Justice Lamer’s judgments were unlikely to earn him accolades from the person on the street. He routinely championed the rights of those suspected or accused of criminal wrongdoing, staking out positions that would likely be met with considerable skepticism by most Canadians. There are a great many examples of this:

  • R v Vaillancourt, [1987] 2 SCR 636 and R v Martineau, [1990] 2 SCR 633 (holding that the felony murder provisions violated section 7 of the Charter, and requiring subjective foresight of death as a minimum mens rea requirement for murder);
  • R v Collins[1987] 1 SCR 265 (creating an analytical framework for both sections 8 and 24(2) of the Charter – in the case of the latter, developing criteria that led to the almost automatic exclusion of so-called “conscripted” (i.e. self-incriminatory) evidence obtained as a result of a Charter violation);
  • R v Manninen, [1987] 1 SCR 1233, R v Brydges[1990] 1 SCR 190, R v Bartle, [1994] 3 SCR 173 (recognizing robust protection for the right to counsel guaranteed by s. 10(b) of the Charter, including a duty to refrain from eliciting information from an individual who has asserted the right but who has not yet spoken to counsel, as well as imposing a duty on police to appraise those detained or arrested about the services available in the jurisdiction for the provision of free and immediate legal advice);
  • R v Swain, [1991] 1 SCR 933 (holding that the Crown could not raise an accused’s alleged insanity over his objections unless and until it proved factual guilt & invalidating the section in the Criminal Code which led to the automatic detention in custody of those found not guilty by reason of insanity without regard to their actual circumstances);

For Justice Lamer the role of the judge was to do what was right, irrespective of whether or not it also happened to be popular.
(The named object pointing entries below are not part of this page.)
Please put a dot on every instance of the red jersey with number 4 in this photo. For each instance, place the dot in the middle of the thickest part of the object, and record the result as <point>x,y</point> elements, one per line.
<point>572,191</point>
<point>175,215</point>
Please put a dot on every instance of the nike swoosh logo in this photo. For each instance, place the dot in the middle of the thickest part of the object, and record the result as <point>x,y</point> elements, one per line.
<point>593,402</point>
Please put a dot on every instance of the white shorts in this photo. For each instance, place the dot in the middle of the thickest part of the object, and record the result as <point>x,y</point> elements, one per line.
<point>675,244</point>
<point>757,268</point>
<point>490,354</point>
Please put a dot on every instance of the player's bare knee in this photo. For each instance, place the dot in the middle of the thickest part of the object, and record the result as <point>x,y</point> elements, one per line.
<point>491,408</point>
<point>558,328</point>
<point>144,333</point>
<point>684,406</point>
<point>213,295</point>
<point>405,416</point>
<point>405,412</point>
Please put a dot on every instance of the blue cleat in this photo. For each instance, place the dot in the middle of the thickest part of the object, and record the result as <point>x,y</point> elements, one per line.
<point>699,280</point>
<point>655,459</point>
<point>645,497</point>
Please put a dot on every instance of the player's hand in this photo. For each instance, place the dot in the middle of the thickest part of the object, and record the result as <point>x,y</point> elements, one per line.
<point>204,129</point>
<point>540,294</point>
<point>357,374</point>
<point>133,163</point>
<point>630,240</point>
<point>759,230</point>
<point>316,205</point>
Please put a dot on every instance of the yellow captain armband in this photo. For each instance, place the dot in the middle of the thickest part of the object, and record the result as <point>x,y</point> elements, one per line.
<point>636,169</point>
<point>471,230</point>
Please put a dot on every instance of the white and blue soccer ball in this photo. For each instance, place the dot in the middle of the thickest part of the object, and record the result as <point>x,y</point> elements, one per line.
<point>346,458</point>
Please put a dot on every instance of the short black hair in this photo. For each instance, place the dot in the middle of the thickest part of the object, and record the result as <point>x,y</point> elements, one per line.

As he explained to Macleans during a 1998 interview:

Let’s not forget there are no jobs in the world that enjoy our tenure of office. You can’t fire a judge. He can’t be terminated except by both houses of Parliament. The sole justification for that is to make it possible for him to do the unpopular thing, without fear of losing his job, when it’s the right thing to do. You don’t usually need judges to do the popular thing – politicians do it for them.

Beyond his judgments, the great legacy left by Antonio Lamer is the model of judicial independence that he provides for all judges.